Manchin was alluding to Clinton saying that coal companies are going to be put out of business, which she later walked back.

Manchin also said Sanders can’t pay for his campaign promises. The former West Virginia governor said he spoke with Sanders about his own experience with paying for college. After his son failed out of college his first year, Manchin said he told him he would not pay for college unless he graduated on time when he went back. Manchin said his son ultimately finished on time.

“I said if they take a full load and graduate in four years, we pay for it. They’ve earned it. They got something. I guarantee you, let my son go, he’ll enjoy the nightlife as long as you pay for it, but it doesn’t resonate with Bernie, that doesn’t make sense,” he said.
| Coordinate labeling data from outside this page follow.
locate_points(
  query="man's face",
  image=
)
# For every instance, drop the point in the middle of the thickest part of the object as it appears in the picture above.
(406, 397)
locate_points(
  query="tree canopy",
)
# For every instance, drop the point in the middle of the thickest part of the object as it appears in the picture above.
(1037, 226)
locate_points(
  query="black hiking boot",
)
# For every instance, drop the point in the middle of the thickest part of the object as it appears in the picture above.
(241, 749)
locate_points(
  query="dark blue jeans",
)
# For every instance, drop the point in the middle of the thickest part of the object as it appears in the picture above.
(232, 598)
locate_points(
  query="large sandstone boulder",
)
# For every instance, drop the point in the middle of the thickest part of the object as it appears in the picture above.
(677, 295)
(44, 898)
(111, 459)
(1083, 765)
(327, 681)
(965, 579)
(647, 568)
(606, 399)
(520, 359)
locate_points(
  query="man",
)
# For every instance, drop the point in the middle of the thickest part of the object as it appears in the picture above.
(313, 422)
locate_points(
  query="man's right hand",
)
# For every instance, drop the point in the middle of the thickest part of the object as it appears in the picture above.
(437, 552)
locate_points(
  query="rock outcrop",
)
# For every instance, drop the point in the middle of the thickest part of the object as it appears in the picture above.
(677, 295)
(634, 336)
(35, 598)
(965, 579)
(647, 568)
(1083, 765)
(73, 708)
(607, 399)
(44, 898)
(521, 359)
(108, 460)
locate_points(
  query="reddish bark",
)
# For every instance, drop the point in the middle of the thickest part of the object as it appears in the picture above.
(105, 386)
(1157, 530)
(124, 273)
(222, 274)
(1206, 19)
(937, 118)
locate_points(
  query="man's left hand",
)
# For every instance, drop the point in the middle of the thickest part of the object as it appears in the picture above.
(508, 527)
Manchin told the audience that President Obama wasted his mandate in 2009 by going right to healthcare reform as America began recovering from the financial crisis. He also charged the Obama administration with not having any plan to take care of the loss of coal jobs happening in “such an accelerated matter.”

“I don’t think anybody really cares. I don’t think anybody really cares about it and just says, ‘good riddance.’ It’s just awful,” he said.
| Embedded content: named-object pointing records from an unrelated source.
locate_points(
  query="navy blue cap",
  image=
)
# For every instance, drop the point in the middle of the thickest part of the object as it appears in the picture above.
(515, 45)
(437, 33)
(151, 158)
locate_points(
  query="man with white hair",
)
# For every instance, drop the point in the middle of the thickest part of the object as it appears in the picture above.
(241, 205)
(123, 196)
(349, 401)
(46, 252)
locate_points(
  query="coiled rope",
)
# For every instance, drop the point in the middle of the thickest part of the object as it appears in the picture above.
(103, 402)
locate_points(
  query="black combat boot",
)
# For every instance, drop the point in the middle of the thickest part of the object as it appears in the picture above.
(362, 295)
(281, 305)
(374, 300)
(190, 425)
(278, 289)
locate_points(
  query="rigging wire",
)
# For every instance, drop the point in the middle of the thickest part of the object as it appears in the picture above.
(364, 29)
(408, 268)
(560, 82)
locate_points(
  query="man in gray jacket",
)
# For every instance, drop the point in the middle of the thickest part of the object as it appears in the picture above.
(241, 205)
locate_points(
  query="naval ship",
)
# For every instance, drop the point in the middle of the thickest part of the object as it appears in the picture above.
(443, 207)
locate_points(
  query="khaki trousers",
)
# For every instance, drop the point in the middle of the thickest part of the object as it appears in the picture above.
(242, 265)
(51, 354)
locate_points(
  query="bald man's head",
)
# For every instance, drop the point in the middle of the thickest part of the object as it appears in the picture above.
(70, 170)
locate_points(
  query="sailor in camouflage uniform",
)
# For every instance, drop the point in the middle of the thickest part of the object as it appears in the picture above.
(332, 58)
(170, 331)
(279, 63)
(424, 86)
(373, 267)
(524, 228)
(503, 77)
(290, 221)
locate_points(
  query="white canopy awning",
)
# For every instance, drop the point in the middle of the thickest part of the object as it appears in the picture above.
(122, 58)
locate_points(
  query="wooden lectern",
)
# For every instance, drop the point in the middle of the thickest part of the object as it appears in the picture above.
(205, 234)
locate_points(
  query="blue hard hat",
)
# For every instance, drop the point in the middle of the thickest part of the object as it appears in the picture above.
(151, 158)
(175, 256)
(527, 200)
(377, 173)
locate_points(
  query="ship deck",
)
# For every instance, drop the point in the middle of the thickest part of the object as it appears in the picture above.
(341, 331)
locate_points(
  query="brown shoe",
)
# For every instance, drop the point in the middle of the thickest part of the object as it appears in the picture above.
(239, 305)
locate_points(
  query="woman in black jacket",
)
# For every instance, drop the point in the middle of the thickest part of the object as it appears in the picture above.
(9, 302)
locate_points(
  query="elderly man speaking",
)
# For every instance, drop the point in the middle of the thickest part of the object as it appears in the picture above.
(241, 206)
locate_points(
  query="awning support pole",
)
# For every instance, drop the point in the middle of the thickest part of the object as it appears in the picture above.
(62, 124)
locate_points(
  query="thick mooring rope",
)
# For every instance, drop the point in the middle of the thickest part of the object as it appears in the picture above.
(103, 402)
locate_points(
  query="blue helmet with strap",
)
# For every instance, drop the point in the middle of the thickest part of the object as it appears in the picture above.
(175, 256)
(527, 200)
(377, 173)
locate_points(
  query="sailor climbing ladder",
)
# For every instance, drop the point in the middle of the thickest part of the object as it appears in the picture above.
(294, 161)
Manchin also lamented the White House’s lack of outreach to the former governors in Congress for advice on financial issues.

“I would just say this to any new president coming in. If you have governors who are sitting in the body of Congress, bring them in, say, how did you work though some — we all had problems. How do you work through it? No one ever conversed with us, never asked us. Right now we have 5 D’s and 5 R’s and one independent. I don’t think any of us have gotten called,” he said. “We have a former governors caucus and I think we have a lot of insight and input we can bring to the table.”

During the summit, House Minority Leader Nancy Pelosi (D-Calif.) touted “pay-as-you-go” budgeting as a way to prevent the deficit from increasing since it requires new spending to be balanced with spending reductions.

“President Bush came in and threw PAYGO out the window – and I respect and love the Bush family, so it’s nothing personal – but threw PAYGO out the window, tax cuts for the high end, a prescription drug bill that gave away the store to the industry and two unpaid-for wars and the deficit turned around an $11 trillion swing, the biggest of any president to have that big a swing in the debt,” she said.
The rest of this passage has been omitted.